Bu ibretli bir hadise... Hazret-i Ali Efendimiz gibi bir mübarek zâtın, devlet başkanlığı hiç kabul edilmez mi?.. İmkân var mı, insan tasavvur edemiyor, nasıl olur böyle bir şey?..


Çünkü, her yönden pek çok meziyetlere, üstünlüklere sahib bir kimse Hazret-i Ali Efendimiz. İlk müslüman olan çocuklardan. Bence en önemli özelliklerinden birisi, Peygamber Efendimiz onu, babasının evinden kendi evine almış. Evlât edinir gibi... Amcası Ebû Tàlib çok çocuklu olduğundan, ona geçim bakımından hafifleme olsun, yardım olsun diye Hazret-i Ali’yi küçükken yanına almış, erkek evlâdı gibi yanında büyütmüş.

Peygamber Efendimiz’in evinde büyümüş, yanında büyümüş, evlâdı gibi büyümüş. Ondan sonra da Peygamber Efendimiz, Fâtıma Anamızı ona vermiş, ikisini evlendirmiş. Böylece Peygamber Efendimiz’in damadı olmuş. Bu da çok büyük bir meziyet... Fâtıma Anamız cennetlik hatunların başta gelenlerinden birisi... Cennetlik Fâtıma Anamızla, cennetlik Hazret-i Ali Efendimiz’in evlâdından nice seyyidler, şerifler gelmiş

490

bu zamana kadar, el-hamdü lillâh ne kadar güzel mübarek insanlar yetişmiş.

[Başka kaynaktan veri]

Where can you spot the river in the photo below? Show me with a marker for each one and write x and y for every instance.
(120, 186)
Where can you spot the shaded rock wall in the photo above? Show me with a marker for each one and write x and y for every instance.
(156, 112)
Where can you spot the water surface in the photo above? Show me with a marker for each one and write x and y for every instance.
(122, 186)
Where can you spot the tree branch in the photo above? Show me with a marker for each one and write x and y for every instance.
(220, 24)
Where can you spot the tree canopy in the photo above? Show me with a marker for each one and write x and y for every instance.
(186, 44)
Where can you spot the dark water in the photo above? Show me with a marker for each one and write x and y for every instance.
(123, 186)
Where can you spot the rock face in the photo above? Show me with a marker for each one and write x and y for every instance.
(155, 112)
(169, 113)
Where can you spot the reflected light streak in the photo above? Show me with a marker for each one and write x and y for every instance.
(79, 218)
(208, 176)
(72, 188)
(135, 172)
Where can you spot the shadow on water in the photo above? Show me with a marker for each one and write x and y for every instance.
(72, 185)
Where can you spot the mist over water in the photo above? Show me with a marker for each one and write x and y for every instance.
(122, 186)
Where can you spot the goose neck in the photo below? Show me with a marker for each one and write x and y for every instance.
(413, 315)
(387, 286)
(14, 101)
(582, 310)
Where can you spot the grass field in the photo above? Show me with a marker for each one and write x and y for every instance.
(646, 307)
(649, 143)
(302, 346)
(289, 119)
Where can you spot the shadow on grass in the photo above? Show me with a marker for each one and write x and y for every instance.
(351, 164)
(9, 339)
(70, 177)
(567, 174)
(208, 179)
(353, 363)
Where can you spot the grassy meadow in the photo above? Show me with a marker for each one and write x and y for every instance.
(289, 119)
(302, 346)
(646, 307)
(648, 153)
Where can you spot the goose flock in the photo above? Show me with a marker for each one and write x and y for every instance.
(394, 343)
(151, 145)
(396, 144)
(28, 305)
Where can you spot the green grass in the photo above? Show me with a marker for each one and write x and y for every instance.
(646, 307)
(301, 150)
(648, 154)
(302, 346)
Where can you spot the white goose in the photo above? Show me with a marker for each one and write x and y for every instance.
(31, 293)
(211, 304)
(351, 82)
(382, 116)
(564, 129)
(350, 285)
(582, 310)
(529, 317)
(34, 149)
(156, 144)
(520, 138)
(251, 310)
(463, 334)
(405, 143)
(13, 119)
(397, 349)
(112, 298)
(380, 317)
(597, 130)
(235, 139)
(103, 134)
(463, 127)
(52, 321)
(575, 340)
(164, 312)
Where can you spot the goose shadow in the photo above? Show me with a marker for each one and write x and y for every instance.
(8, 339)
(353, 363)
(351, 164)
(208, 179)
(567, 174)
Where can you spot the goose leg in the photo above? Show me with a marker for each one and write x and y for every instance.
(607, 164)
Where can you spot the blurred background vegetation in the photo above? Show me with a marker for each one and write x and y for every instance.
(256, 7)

Tabii, Hazret-i Ali Efendimiz genç olduğundan, Ebû Bekr-i Sıddîk Efendimiz, Ömerü’l-Fâruk Efendimiz, Osman-ı Zinnûreyn Efendimiz devletin yönetiminde görev almışlar. Öyle seçilmişler, onlar işaret olunmuşlar, uygun görülmüşler, onlar halifelik yapmış.

Daha sonra Hazret-i Ali Efendimiz halife olunca, Şam’daki kimseler, oraları fethetmiş olan kimseler, oralara hakimiyet kurmuşlar, Şam valisi olmuşlar; onlar bu hilâfete itiraz etmişler, “Devletin başkanı o olmasın, biz olalım!” demişler. Bir çekişme, bir çatışma başlamış. Hazret-i Ali Efendimiz, birlik ve beraberliği sağlamak için çalışmış, hattâ gerektiği zaman savaşlar yapmış ve dördüncü halife olarak İslâm tarihine geçmiş büyüğümüzdür.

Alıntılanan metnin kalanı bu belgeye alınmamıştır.